Associate Professor Nick Wilson of Otago University, a public health specialist, says New Zealand could take measures such as imposing a maximum fat content on sheep meat products or labelling the fat content.

"Food that's on sale has to be made healthier if we're going to lower the risk of heart disease."


In Tonga, where mutton and lamb flaps are the biggest food item in household expenditure, the rate of obesity among adults is more than 60 per cent.

Twenty-nine per cent of the population dies of cardiovascular disease and 15 per cent have diabetes (the prevalence has doubled since 1973).

Cheap Meat dwells on the 1990s attempts of Tonga's King Tupou IV to take personal responsibility for his health problems and the diet and exercise regime he introduced.

The Tongan Prime Minister preferred to point the finger at the meat - describing flaps as "hardly edible".

Yet at King Tupou's funeral, vast quantities of flaps were on the menu.

In 2002, Tonga (population 106,000 at the time) imported about three million kilograms of flaps - or 540g per head of population per week.

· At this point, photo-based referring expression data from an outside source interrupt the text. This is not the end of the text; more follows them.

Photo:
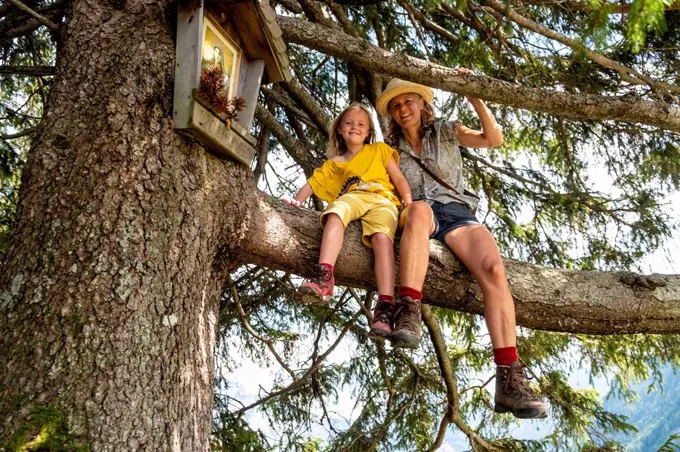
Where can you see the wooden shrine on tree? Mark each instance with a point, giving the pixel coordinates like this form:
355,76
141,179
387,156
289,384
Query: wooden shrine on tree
225,51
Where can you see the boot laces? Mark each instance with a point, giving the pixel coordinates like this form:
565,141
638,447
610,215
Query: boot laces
406,315
322,275
381,313
517,381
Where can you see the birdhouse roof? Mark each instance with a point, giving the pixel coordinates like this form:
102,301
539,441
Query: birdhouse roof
260,36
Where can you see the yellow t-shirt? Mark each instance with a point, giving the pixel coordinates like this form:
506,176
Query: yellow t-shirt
367,171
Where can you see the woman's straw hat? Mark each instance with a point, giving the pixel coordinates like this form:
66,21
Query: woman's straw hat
396,87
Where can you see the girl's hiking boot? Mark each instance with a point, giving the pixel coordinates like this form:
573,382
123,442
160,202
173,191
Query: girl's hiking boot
407,323
514,395
381,327
317,289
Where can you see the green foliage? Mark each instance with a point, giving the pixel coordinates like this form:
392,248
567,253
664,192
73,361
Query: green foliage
46,429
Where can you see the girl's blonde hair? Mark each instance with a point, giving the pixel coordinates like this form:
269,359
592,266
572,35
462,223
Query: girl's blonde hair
336,144
395,133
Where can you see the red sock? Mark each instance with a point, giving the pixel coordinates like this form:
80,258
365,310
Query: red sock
505,356
410,292
385,298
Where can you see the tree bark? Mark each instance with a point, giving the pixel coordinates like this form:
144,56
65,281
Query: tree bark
572,106
288,238
109,289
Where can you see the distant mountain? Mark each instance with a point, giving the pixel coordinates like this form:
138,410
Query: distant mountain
655,415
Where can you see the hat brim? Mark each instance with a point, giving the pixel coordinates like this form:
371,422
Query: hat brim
405,87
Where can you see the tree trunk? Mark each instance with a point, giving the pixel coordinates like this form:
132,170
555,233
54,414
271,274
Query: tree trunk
588,302
572,106
109,289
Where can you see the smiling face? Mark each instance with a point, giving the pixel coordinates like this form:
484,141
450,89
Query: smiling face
355,127
406,110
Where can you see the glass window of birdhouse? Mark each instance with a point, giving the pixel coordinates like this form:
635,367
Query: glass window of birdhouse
219,53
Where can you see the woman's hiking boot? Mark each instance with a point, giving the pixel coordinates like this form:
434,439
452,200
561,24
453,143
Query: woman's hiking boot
407,323
317,289
381,327
514,395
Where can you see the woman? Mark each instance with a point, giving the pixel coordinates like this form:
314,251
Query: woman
443,210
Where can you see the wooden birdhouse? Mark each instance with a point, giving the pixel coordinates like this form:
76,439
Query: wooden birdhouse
225,51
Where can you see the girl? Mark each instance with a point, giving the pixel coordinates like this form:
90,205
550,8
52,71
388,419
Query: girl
358,182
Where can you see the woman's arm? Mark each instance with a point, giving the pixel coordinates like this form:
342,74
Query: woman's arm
301,196
400,181
491,134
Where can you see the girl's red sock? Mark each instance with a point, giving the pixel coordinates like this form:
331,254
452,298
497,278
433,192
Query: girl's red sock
405,291
505,356
385,298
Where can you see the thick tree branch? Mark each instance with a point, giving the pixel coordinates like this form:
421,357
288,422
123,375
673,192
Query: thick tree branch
29,71
574,106
42,19
590,302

An article in the NZ Medical Journal by Otago University public health experts last year cited research that Tongans ate mutton flaps on average 2.3 times a week.

Cheap Meat's authors rightly avoid a simplistic cause and effect conclusion, just as they do not advocate simply banning flap exports or imports.

The book acknowledges that there are many causes of obesity; flaps are a cheap and clearly popular source of protein and over-consumption is linked to personal responsibility; flaps have perhaps been singled out for the wrong reasons.

The book says the King of Tonga may have stopped making bad choices "but does this mean that ordinary Tongan citizens have the same range of opportunities?"

Perhaps Tongans should not be told what to eat - "but does this mean that the Government ... should not be allowed the choice to restrict certain imports - regardless of their contribution to the NZ economy?"